Coopers Hawk Mating Ritual

Following is a fascinating description of the Coopers Hawk mating ritual which was sent to us by guest contributor Jason G. Harrison.

All of these images were taken over a 1 week time frame, beginning with April 3, 2009.  I spent nearly 6 days observing this very active pair.  I observed several matings and I was very surprised with what I saw.  The male would fly out from the nest site in search of food.  He would very quickly catch a bird or small mammal, dispatch it, and then fly to a nearby tree close to the nest where the female was sitting.  He would carefully place the captured meal on a nice sized branch and fly off while calling out.

The female would then leave the nest and fly directly to the meal placed on the limb.  She began eating the meal.  Soon thereafter, the male would then return, and land directly next to her.  He would then mount her and mate while she ate the meal.

I observed this several times.  On one occasion, the male brought in a bird it had killed and like before, laid it upon a branch and called out and flew off.  The female flew right in, like always, and looked at the meal in front of her.  The male did not “clean” up the kill this time.  In all my other observations of this ritual, the male had just about perfectly removed every feather from the carcass before placing it out for the female to eat.  She looked at the feather-covered meal in front of her and she then called out and flew back to the nest. 
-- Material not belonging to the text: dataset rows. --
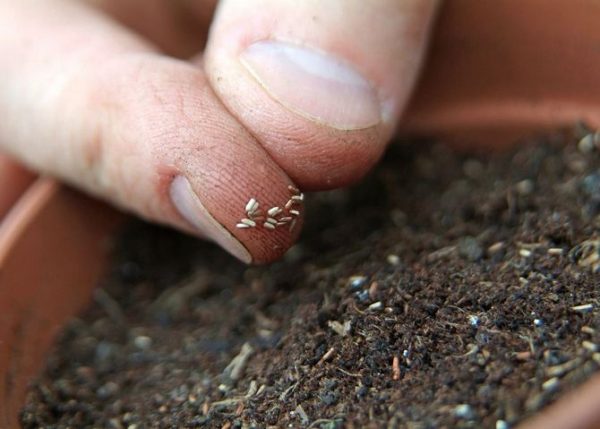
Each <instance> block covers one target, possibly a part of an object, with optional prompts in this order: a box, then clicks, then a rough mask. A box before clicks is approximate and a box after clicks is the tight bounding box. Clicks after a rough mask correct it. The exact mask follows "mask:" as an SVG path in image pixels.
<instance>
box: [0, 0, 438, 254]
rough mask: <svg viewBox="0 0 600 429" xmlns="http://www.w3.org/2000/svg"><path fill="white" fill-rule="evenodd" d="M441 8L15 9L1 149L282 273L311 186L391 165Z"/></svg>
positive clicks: (0, 18)
mask: <svg viewBox="0 0 600 429" xmlns="http://www.w3.org/2000/svg"><path fill="white" fill-rule="evenodd" d="M436 5H437V0H405V1H398V0H375V1H369V2H364V1H361V0H326V1H317V0H304V1H294V0H255V1H247V0H246V1H245V0H222V1H220V2H219V5H218V8H217V11H216V14H215V15H214V16H212V11H213V9H214V6H215V5H214V2H212V1H193V0H178V1H168V0H129V1H123V0H95V1H94V0H88V1H86V2H83V1H75V0H45V1H39V0H19V1H11V0H0V55H1V57H2V60H1V62H0V71H1V75H0V76H1V79H0V118H1V119H0V148H2V150H4V151H5V152H6V153H8V154H10V155H11V156H12V157H14V158H15V159H18V160H19V161H21V162H22V163H24V164H25V165H27V166H29V167H30V168H32V169H33V170H36V171H39V172H42V173H45V174H50V175H54V176H57V177H59V178H61V179H63V180H65V181H67V182H69V183H71V184H73V185H75V186H77V187H79V188H82V189H84V190H86V191H88V192H90V193H92V194H94V195H97V196H99V197H101V198H104V199H106V200H108V201H110V202H112V203H113V204H116V205H118V206H120V207H122V208H125V209H127V210H130V211H133V212H135V213H137V214H138V215H140V216H142V217H145V218H147V219H150V220H153V221H156V222H161V223H165V224H169V225H172V226H174V227H176V228H179V229H181V230H184V231H188V232H190V233H193V234H196V235H198V236H200V237H204V238H208V239H211V240H213V241H215V242H217V243H218V244H220V245H221V246H222V247H223V248H225V249H226V250H228V251H229V252H230V253H232V254H233V255H234V256H236V257H238V258H239V259H241V260H242V261H244V262H246V263H250V262H254V263H263V262H269V261H272V260H275V259H277V258H278V257H280V256H281V255H282V254H283V253H284V252H285V251H286V250H287V249H288V248H289V246H291V245H292V244H293V242H294V241H295V240H296V238H297V236H298V233H299V231H300V227H301V223H302V217H303V211H302V204H301V201H300V200H301V196H300V191H297V190H296V188H298V189H300V190H324V189H330V188H335V187H340V186H345V185H348V184H350V183H352V182H355V181H357V180H358V179H360V178H361V177H362V176H363V175H364V174H365V173H366V172H367V171H368V170H369V169H370V168H371V167H372V166H373V164H374V163H375V162H376V161H377V160H378V159H379V157H380V155H381V154H382V152H383V150H384V148H385V145H386V143H387V142H388V141H389V139H390V137H391V135H392V133H393V130H394V127H395V124H396V122H397V121H398V119H399V117H400V115H401V113H402V111H403V108H404V107H405V105H406V102H407V100H408V97H409V95H410V92H411V89H412V87H413V85H414V82H415V80H416V77H417V73H418V70H419V67H420V65H421V62H422V58H423V51H424V47H425V45H426V39H427V34H428V32H429V28H430V24H431V21H432V17H433V15H434V12H435V9H436ZM208 30H210V35H209V37H208V40H207V43H206V46H205V49H203V42H204V37H205V36H206V34H207V32H208ZM198 52H200V53H198ZM192 53H195V55H194V56H192V55H191V54H192ZM190 57H191V59H185V60H184V59H180V58H190ZM251 199H254V200H256V201H257V202H258V203H259V204H260V207H259V208H260V210H256V211H254V210H252V207H251V206H252V204H248V202H249V201H250V200H251ZM286 204H287V208H286ZM275 207H279V208H280V209H281V210H282V212H279V213H278V210H275V209H273V210H272V211H271V214H272V215H271V216H270V215H269V214H268V213H267V210H269V209H271V208H275ZM261 215H262V216H263V217H261ZM268 217H274V218H277V220H278V221H279V222H277V223H275V224H274V223H273V222H272V221H271V222H269V221H268V219H267V218H268ZM244 218H249V219H250V220H251V221H252V222H250V221H247V220H243V219H244ZM244 222H245V223H244ZM253 223H255V224H256V226H253V225H252V224H253ZM266 224H269V225H271V226H269V225H266ZM246 226H248V227H246Z"/></svg>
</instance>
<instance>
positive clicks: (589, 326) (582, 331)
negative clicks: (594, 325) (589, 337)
mask: <svg viewBox="0 0 600 429" xmlns="http://www.w3.org/2000/svg"><path fill="white" fill-rule="evenodd" d="M581 332H584V333H586V334H589V335H594V334H595V333H596V330H595V329H594V328H592V327H591V326H587V325H586V326H582V327H581Z"/></svg>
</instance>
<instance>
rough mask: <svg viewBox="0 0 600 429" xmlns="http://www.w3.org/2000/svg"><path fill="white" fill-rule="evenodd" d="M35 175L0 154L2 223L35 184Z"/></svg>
mask: <svg viewBox="0 0 600 429" xmlns="http://www.w3.org/2000/svg"><path fill="white" fill-rule="evenodd" d="M34 178H35V175H34V174H33V173H31V172H30V171H27V170H26V169H24V168H23V167H22V166H21V165H19V164H17V163H16V162H14V161H13V160H12V159H10V158H8V157H6V156H5V155H3V154H0V183H1V184H2V188H1V189H0V221H1V220H2V218H3V217H4V215H6V213H8V212H9V211H10V209H11V208H12V206H13V205H14V204H15V203H16V202H17V201H18V200H19V198H20V197H21V195H22V194H23V192H25V190H26V189H27V187H29V185H30V184H31V183H32V182H33V180H34Z"/></svg>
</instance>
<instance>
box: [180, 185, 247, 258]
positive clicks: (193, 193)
mask: <svg viewBox="0 0 600 429" xmlns="http://www.w3.org/2000/svg"><path fill="white" fill-rule="evenodd" d="M169 193H170V196H171V201H172V202H173V204H174V205H175V207H176V208H177V210H178V211H179V213H180V214H181V216H183V217H184V218H185V219H186V220H187V221H188V222H189V223H190V224H192V225H193V226H195V227H196V228H197V229H198V230H199V231H200V232H201V233H202V234H204V235H205V236H206V237H208V238H210V239H212V240H213V241H214V242H216V243H217V244H219V245H220V246H221V247H222V248H224V249H225V250H227V251H228V252H229V253H231V254H232V255H233V256H235V257H236V258H238V259H239V260H241V261H242V262H245V263H246V264H249V263H251V262H252V256H251V255H250V253H249V252H248V250H247V249H246V248H245V247H244V246H243V245H242V243H240V242H239V241H238V240H237V239H236V238H235V237H234V236H233V235H232V234H231V233H230V232H229V231H227V229H225V228H224V227H223V225H221V224H220V223H219V222H217V221H216V219H215V218H214V217H212V216H211V214H210V213H209V212H208V210H206V208H205V207H204V206H203V205H202V203H201V202H200V199H199V198H198V196H197V195H196V193H195V192H194V191H193V189H192V186H191V185H190V182H189V181H188V180H187V179H186V178H185V177H183V176H177V177H176V178H175V180H173V182H172V183H171V188H170V189H169Z"/></svg>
The male returned, and began cleaning the feathers off of the carcass.  Once done, he then called out again and the female returned.  She quickly accepted the meal this time and like before, as soon as she began eating, the male returned and mated with her.
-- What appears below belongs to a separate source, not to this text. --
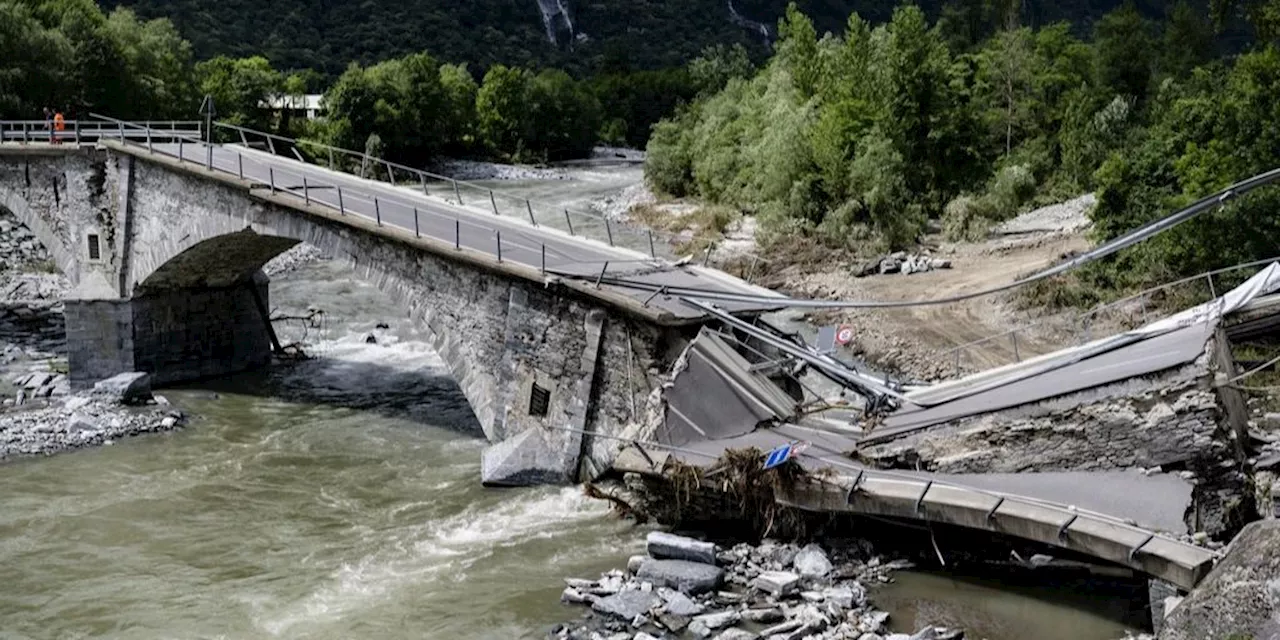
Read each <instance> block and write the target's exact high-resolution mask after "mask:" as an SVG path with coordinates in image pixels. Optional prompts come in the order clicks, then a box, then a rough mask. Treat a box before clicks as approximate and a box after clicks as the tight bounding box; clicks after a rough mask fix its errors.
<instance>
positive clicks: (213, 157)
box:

Due to the location of the nest site, and the impending foliage that was growing thicker every day, I soon lost sight of the nest and could no longer observe them.  The thick canopy of the trees prevented any further study of the nest and this wonderful pair.

Story and photos submitted by guest contributor Jason G. Harrison.  


Sharron Montgomery-Tella said...

amazing observations!

Anonymous said...

I saw a male attract a female for mating by making baby bird sounds. THAT was flabbergasting (and hilarious).